The town’s original restaurant, José Falcon’s, opened in 1973. When its owner and namesake died in 2000, his wife, Ofelia, and daughter Lilia took over, serving a small menu of tacos and burritos made with this region’s ubiquitous chewy, fresh tortillas filled with meat, cheese, green salsa, and the occasional diced tomato or potato.
At Falcon’s, locally made beaded jewelry and painted ceramic bowls are for sale, and tables are draped in hues of blue. A framed, weathered photo of José hangs over the cash register. Lilia watches her daughters take orders. Nearly every table is full, and residents reminisce about crossing without security, and the propane trucks that would arrive daily to power refrigerators keeping their beers cold.

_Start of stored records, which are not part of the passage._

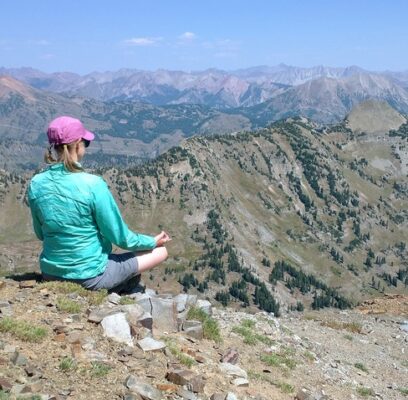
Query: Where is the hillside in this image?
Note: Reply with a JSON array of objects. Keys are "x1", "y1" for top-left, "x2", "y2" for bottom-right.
[
  {"x1": 0, "y1": 77, "x2": 251, "y2": 171},
  {"x1": 0, "y1": 113, "x2": 408, "y2": 312},
  {"x1": 0, "y1": 276, "x2": 408, "y2": 400}
]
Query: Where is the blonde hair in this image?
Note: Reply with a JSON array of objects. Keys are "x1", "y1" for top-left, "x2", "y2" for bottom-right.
[{"x1": 44, "y1": 141, "x2": 83, "y2": 172}]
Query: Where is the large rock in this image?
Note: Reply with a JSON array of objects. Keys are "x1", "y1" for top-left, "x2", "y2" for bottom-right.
[
  {"x1": 150, "y1": 297, "x2": 178, "y2": 334},
  {"x1": 137, "y1": 337, "x2": 166, "y2": 351},
  {"x1": 196, "y1": 300, "x2": 212, "y2": 315},
  {"x1": 101, "y1": 313, "x2": 132, "y2": 345},
  {"x1": 125, "y1": 375, "x2": 163, "y2": 400},
  {"x1": 220, "y1": 363, "x2": 248, "y2": 379}
]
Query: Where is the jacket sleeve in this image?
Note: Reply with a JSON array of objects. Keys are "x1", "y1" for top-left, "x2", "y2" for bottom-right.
[
  {"x1": 28, "y1": 188, "x2": 44, "y2": 241},
  {"x1": 93, "y1": 178, "x2": 156, "y2": 251}
]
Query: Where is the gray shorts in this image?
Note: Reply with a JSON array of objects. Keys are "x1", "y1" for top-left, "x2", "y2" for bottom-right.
[{"x1": 43, "y1": 252, "x2": 140, "y2": 293}]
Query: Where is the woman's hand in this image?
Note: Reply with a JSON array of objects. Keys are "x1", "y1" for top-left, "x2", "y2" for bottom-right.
[{"x1": 155, "y1": 231, "x2": 171, "y2": 247}]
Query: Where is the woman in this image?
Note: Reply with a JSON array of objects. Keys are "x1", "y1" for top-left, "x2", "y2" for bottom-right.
[{"x1": 28, "y1": 116, "x2": 171, "y2": 292}]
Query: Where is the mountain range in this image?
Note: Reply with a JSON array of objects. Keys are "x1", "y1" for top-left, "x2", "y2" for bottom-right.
[
  {"x1": 0, "y1": 101, "x2": 408, "y2": 308},
  {"x1": 0, "y1": 64, "x2": 408, "y2": 113},
  {"x1": 0, "y1": 65, "x2": 408, "y2": 169}
]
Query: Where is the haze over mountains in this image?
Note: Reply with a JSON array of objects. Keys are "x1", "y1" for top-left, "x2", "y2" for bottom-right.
[
  {"x1": 0, "y1": 101, "x2": 408, "y2": 308},
  {"x1": 0, "y1": 65, "x2": 408, "y2": 168},
  {"x1": 0, "y1": 64, "x2": 408, "y2": 116}
]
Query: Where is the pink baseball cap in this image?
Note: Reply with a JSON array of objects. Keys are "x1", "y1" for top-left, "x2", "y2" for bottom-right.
[{"x1": 47, "y1": 116, "x2": 95, "y2": 144}]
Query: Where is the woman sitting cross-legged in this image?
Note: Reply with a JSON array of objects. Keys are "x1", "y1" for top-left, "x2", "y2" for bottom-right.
[{"x1": 28, "y1": 116, "x2": 171, "y2": 292}]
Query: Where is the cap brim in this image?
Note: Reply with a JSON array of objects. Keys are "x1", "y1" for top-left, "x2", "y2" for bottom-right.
[{"x1": 82, "y1": 130, "x2": 95, "y2": 142}]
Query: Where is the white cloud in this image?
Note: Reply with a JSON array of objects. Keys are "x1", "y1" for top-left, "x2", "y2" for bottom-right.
[
  {"x1": 40, "y1": 53, "x2": 55, "y2": 60},
  {"x1": 123, "y1": 37, "x2": 163, "y2": 46},
  {"x1": 28, "y1": 39, "x2": 51, "y2": 46},
  {"x1": 179, "y1": 32, "x2": 197, "y2": 41}
]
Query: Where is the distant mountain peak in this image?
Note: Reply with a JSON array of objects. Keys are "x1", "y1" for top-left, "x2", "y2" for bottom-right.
[{"x1": 346, "y1": 99, "x2": 407, "y2": 134}]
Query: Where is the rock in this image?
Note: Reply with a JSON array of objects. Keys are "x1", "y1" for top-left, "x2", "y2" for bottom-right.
[
  {"x1": 19, "y1": 279, "x2": 37, "y2": 289},
  {"x1": 174, "y1": 293, "x2": 188, "y2": 313},
  {"x1": 400, "y1": 321, "x2": 408, "y2": 332},
  {"x1": 66, "y1": 331, "x2": 84, "y2": 344},
  {"x1": 210, "y1": 393, "x2": 226, "y2": 400},
  {"x1": 11, "y1": 351, "x2": 28, "y2": 366},
  {"x1": 88, "y1": 308, "x2": 117, "y2": 324},
  {"x1": 134, "y1": 293, "x2": 152, "y2": 314},
  {"x1": 220, "y1": 363, "x2": 248, "y2": 379},
  {"x1": 137, "y1": 312, "x2": 153, "y2": 331},
  {"x1": 177, "y1": 387, "x2": 197, "y2": 400},
  {"x1": 231, "y1": 378, "x2": 249, "y2": 387},
  {"x1": 0, "y1": 377, "x2": 13, "y2": 392},
  {"x1": 101, "y1": 313, "x2": 132, "y2": 345},
  {"x1": 196, "y1": 300, "x2": 212, "y2": 315},
  {"x1": 187, "y1": 376, "x2": 205, "y2": 393},
  {"x1": 185, "y1": 325, "x2": 204, "y2": 340},
  {"x1": 108, "y1": 293, "x2": 122, "y2": 304},
  {"x1": 157, "y1": 383, "x2": 179, "y2": 393},
  {"x1": 221, "y1": 349, "x2": 239, "y2": 365},
  {"x1": 24, "y1": 364, "x2": 42, "y2": 378},
  {"x1": 137, "y1": 337, "x2": 166, "y2": 351},
  {"x1": 150, "y1": 297, "x2": 178, "y2": 333},
  {"x1": 83, "y1": 350, "x2": 109, "y2": 362},
  {"x1": 123, "y1": 393, "x2": 143, "y2": 400},
  {"x1": 3, "y1": 344, "x2": 16, "y2": 354},
  {"x1": 166, "y1": 369, "x2": 195, "y2": 386},
  {"x1": 125, "y1": 375, "x2": 163, "y2": 400}
]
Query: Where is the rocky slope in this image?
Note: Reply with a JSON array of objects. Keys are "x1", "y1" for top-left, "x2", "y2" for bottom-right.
[
  {"x1": 0, "y1": 276, "x2": 408, "y2": 400},
  {"x1": 0, "y1": 109, "x2": 408, "y2": 311}
]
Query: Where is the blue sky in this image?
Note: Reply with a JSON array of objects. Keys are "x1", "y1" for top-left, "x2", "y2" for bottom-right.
[{"x1": 0, "y1": 0, "x2": 408, "y2": 74}]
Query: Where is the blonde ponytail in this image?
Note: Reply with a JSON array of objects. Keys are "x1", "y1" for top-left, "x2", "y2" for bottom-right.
[{"x1": 44, "y1": 142, "x2": 83, "y2": 172}]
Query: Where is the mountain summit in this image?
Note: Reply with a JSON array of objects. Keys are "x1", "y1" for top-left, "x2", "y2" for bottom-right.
[{"x1": 346, "y1": 100, "x2": 407, "y2": 133}]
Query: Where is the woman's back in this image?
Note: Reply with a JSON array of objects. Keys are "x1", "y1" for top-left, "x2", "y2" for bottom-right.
[{"x1": 29, "y1": 163, "x2": 112, "y2": 279}]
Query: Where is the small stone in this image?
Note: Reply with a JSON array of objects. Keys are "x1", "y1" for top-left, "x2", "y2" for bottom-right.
[
  {"x1": 0, "y1": 377, "x2": 13, "y2": 392},
  {"x1": 174, "y1": 293, "x2": 188, "y2": 313},
  {"x1": 166, "y1": 369, "x2": 194, "y2": 386},
  {"x1": 24, "y1": 364, "x2": 42, "y2": 377},
  {"x1": 184, "y1": 324, "x2": 204, "y2": 340},
  {"x1": 177, "y1": 387, "x2": 197, "y2": 400},
  {"x1": 137, "y1": 337, "x2": 166, "y2": 351},
  {"x1": 157, "y1": 383, "x2": 179, "y2": 393},
  {"x1": 19, "y1": 279, "x2": 37, "y2": 289},
  {"x1": 187, "y1": 376, "x2": 205, "y2": 393},
  {"x1": 134, "y1": 293, "x2": 152, "y2": 314},
  {"x1": 3, "y1": 344, "x2": 16, "y2": 354},
  {"x1": 210, "y1": 393, "x2": 226, "y2": 400},
  {"x1": 221, "y1": 349, "x2": 239, "y2": 365},
  {"x1": 123, "y1": 393, "x2": 143, "y2": 400},
  {"x1": 150, "y1": 297, "x2": 178, "y2": 333},
  {"x1": 66, "y1": 331, "x2": 83, "y2": 344},
  {"x1": 125, "y1": 375, "x2": 163, "y2": 400},
  {"x1": 108, "y1": 293, "x2": 122, "y2": 304},
  {"x1": 220, "y1": 363, "x2": 248, "y2": 379},
  {"x1": 231, "y1": 378, "x2": 249, "y2": 387},
  {"x1": 101, "y1": 313, "x2": 132, "y2": 345},
  {"x1": 11, "y1": 351, "x2": 28, "y2": 366},
  {"x1": 88, "y1": 308, "x2": 117, "y2": 324},
  {"x1": 196, "y1": 300, "x2": 212, "y2": 315}
]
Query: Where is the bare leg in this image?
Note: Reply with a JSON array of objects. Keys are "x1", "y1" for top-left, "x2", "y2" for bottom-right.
[{"x1": 136, "y1": 246, "x2": 168, "y2": 273}]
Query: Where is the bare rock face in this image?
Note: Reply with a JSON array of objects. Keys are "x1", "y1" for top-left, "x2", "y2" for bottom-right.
[
  {"x1": 347, "y1": 100, "x2": 407, "y2": 134},
  {"x1": 101, "y1": 313, "x2": 132, "y2": 345}
]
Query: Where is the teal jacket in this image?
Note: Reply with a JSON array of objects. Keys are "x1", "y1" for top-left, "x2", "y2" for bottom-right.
[{"x1": 28, "y1": 163, "x2": 156, "y2": 279}]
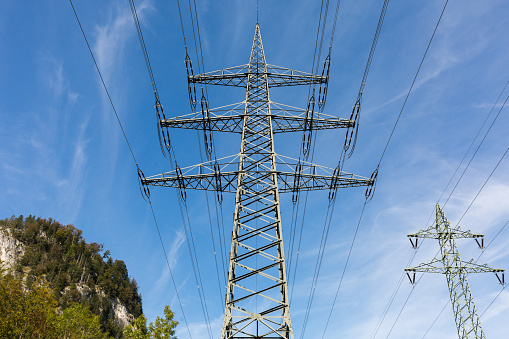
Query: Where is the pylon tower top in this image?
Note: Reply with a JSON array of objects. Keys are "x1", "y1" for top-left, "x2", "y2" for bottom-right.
[{"x1": 142, "y1": 23, "x2": 374, "y2": 339}]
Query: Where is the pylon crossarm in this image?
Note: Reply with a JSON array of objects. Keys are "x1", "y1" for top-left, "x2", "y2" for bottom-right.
[
  {"x1": 188, "y1": 64, "x2": 327, "y2": 87},
  {"x1": 161, "y1": 110, "x2": 354, "y2": 134},
  {"x1": 407, "y1": 225, "x2": 484, "y2": 239},
  {"x1": 405, "y1": 259, "x2": 504, "y2": 274},
  {"x1": 141, "y1": 154, "x2": 373, "y2": 193}
]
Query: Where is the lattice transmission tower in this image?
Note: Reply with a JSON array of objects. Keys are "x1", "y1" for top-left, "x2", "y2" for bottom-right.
[
  {"x1": 142, "y1": 23, "x2": 374, "y2": 339},
  {"x1": 405, "y1": 204, "x2": 504, "y2": 339}
]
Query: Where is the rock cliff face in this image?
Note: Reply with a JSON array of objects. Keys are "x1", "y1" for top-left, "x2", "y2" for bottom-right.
[
  {"x1": 0, "y1": 227, "x2": 134, "y2": 327},
  {"x1": 0, "y1": 228, "x2": 25, "y2": 270}
]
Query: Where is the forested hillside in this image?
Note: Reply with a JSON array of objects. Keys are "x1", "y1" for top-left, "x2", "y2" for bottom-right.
[{"x1": 0, "y1": 216, "x2": 143, "y2": 338}]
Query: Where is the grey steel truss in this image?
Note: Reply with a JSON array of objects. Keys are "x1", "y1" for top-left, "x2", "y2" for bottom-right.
[
  {"x1": 405, "y1": 204, "x2": 504, "y2": 339},
  {"x1": 142, "y1": 24, "x2": 374, "y2": 339}
]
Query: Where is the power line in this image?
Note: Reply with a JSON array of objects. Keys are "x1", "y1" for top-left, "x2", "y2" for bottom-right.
[
  {"x1": 378, "y1": 0, "x2": 449, "y2": 164},
  {"x1": 421, "y1": 221, "x2": 509, "y2": 339},
  {"x1": 323, "y1": 0, "x2": 449, "y2": 335},
  {"x1": 371, "y1": 77, "x2": 509, "y2": 338},
  {"x1": 129, "y1": 0, "x2": 213, "y2": 339},
  {"x1": 69, "y1": 0, "x2": 192, "y2": 338}
]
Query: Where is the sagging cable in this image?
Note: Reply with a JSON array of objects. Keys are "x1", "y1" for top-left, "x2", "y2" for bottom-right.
[
  {"x1": 185, "y1": 52, "x2": 197, "y2": 112},
  {"x1": 364, "y1": 165, "x2": 380, "y2": 203},
  {"x1": 156, "y1": 100, "x2": 172, "y2": 162},
  {"x1": 200, "y1": 90, "x2": 213, "y2": 160},
  {"x1": 302, "y1": 88, "x2": 315, "y2": 160},
  {"x1": 136, "y1": 164, "x2": 150, "y2": 202},
  {"x1": 318, "y1": 47, "x2": 331, "y2": 113}
]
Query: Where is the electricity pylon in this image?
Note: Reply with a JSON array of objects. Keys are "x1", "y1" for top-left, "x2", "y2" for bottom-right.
[
  {"x1": 142, "y1": 24, "x2": 374, "y2": 339},
  {"x1": 405, "y1": 204, "x2": 504, "y2": 339}
]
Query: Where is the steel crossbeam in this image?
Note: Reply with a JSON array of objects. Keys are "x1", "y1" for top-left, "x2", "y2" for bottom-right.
[
  {"x1": 405, "y1": 204, "x2": 504, "y2": 339},
  {"x1": 160, "y1": 103, "x2": 354, "y2": 133},
  {"x1": 142, "y1": 155, "x2": 373, "y2": 193},
  {"x1": 141, "y1": 24, "x2": 374, "y2": 339},
  {"x1": 189, "y1": 63, "x2": 328, "y2": 87}
]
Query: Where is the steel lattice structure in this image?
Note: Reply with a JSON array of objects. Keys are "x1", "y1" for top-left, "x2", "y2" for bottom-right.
[
  {"x1": 405, "y1": 204, "x2": 504, "y2": 339},
  {"x1": 142, "y1": 24, "x2": 374, "y2": 339}
]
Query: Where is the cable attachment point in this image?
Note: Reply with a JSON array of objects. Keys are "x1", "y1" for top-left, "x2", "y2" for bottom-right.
[
  {"x1": 343, "y1": 93, "x2": 362, "y2": 159},
  {"x1": 302, "y1": 89, "x2": 315, "y2": 160},
  {"x1": 474, "y1": 236, "x2": 484, "y2": 250},
  {"x1": 408, "y1": 235, "x2": 419, "y2": 250},
  {"x1": 175, "y1": 164, "x2": 187, "y2": 201},
  {"x1": 318, "y1": 47, "x2": 331, "y2": 113},
  {"x1": 329, "y1": 163, "x2": 341, "y2": 205},
  {"x1": 186, "y1": 52, "x2": 197, "y2": 112},
  {"x1": 136, "y1": 164, "x2": 150, "y2": 202},
  {"x1": 494, "y1": 270, "x2": 505, "y2": 286},
  {"x1": 292, "y1": 157, "x2": 302, "y2": 204},
  {"x1": 156, "y1": 100, "x2": 172, "y2": 161},
  {"x1": 214, "y1": 160, "x2": 223, "y2": 204},
  {"x1": 364, "y1": 166, "x2": 378, "y2": 203},
  {"x1": 406, "y1": 271, "x2": 415, "y2": 286},
  {"x1": 200, "y1": 90, "x2": 213, "y2": 160}
]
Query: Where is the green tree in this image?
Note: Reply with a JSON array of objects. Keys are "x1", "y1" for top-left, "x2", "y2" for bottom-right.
[
  {"x1": 0, "y1": 271, "x2": 58, "y2": 338},
  {"x1": 54, "y1": 303, "x2": 107, "y2": 339},
  {"x1": 123, "y1": 314, "x2": 148, "y2": 339},
  {"x1": 124, "y1": 305, "x2": 178, "y2": 339}
]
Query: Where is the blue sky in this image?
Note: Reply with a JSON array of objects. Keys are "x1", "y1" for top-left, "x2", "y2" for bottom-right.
[{"x1": 0, "y1": 0, "x2": 509, "y2": 339}]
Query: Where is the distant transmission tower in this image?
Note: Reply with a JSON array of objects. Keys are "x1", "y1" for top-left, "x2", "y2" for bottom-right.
[
  {"x1": 142, "y1": 23, "x2": 374, "y2": 339},
  {"x1": 405, "y1": 204, "x2": 504, "y2": 339}
]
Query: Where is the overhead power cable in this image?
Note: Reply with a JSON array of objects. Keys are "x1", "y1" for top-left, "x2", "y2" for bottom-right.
[
  {"x1": 343, "y1": 0, "x2": 389, "y2": 158},
  {"x1": 387, "y1": 147, "x2": 509, "y2": 338},
  {"x1": 69, "y1": 0, "x2": 193, "y2": 338},
  {"x1": 371, "y1": 77, "x2": 509, "y2": 339},
  {"x1": 323, "y1": 0, "x2": 449, "y2": 335},
  {"x1": 129, "y1": 0, "x2": 213, "y2": 339},
  {"x1": 421, "y1": 221, "x2": 509, "y2": 339},
  {"x1": 302, "y1": 0, "x2": 388, "y2": 336}
]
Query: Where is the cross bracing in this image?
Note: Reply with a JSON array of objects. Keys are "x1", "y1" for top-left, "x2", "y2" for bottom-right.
[
  {"x1": 160, "y1": 101, "x2": 355, "y2": 133},
  {"x1": 142, "y1": 154, "x2": 373, "y2": 193},
  {"x1": 189, "y1": 63, "x2": 327, "y2": 87},
  {"x1": 142, "y1": 24, "x2": 374, "y2": 339},
  {"x1": 405, "y1": 204, "x2": 504, "y2": 339}
]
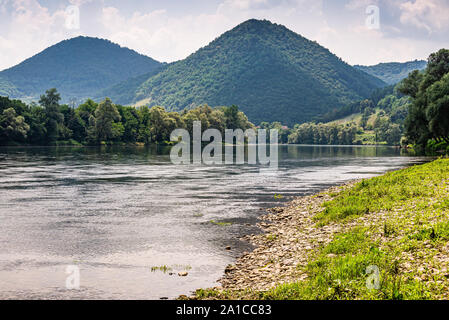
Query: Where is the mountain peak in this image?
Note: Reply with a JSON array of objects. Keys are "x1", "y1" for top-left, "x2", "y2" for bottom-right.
[
  {"x1": 133, "y1": 19, "x2": 385, "y2": 124},
  {"x1": 0, "y1": 36, "x2": 161, "y2": 101}
]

“When the border closed, I remember seeing my mom pack the blankets and onyx figures that she and my dad sold here,” Lilia says. “It’s still very hard to think about that day.”
She was no longer able to cross into the U.S. to buy ingredients, and her American customers disappeared. Eventually the restaurant closed, and for 11 years, the town was suspended in a sort of limbo. Its 50 families dwindled to four. Some went to Santa Rosa de Múzquiz to the southeast, and others left for the U.S. to look for work. They didn’t know when, if ever, the border would reopen.
But in 2013 it did, and Lilia’s staff was ready. The work still isn’t easy—once a week she makes the 160-mile drive on a dirt road to Múzquiz to buy basics like eggs and soap—and the present border fluidity feels precarious, but for now, the town has settled back into its routine.
Families have returned, and just past the bar, the church, and a few brightly colored homes, a small garden of solar panels has been installed. Financed by the World Bank in 2015, the panels introduced permanent electricity to Boquillas, allowing the Falcons to run a refrigerator for the first time without propane.
At Park Bar, a Spanish singer croons over crackly speakers and bartender Miguel Valdez chats with customers. Valdez is one of the town’s two ambulance drivers. The town judge is the other.
“Everybody who left started to return, and the town came back to life,” Max, a Boquillas resident, recalls. “Kids born when the border was closed were shocked by the newcomers in their tiny town. They had never seen a gringo before.”
The future is still uncertain, though. Max, like other locals, is worried about the border closing again. “If it does happen, everyone will leave,” he says. “Our economy is tourism.”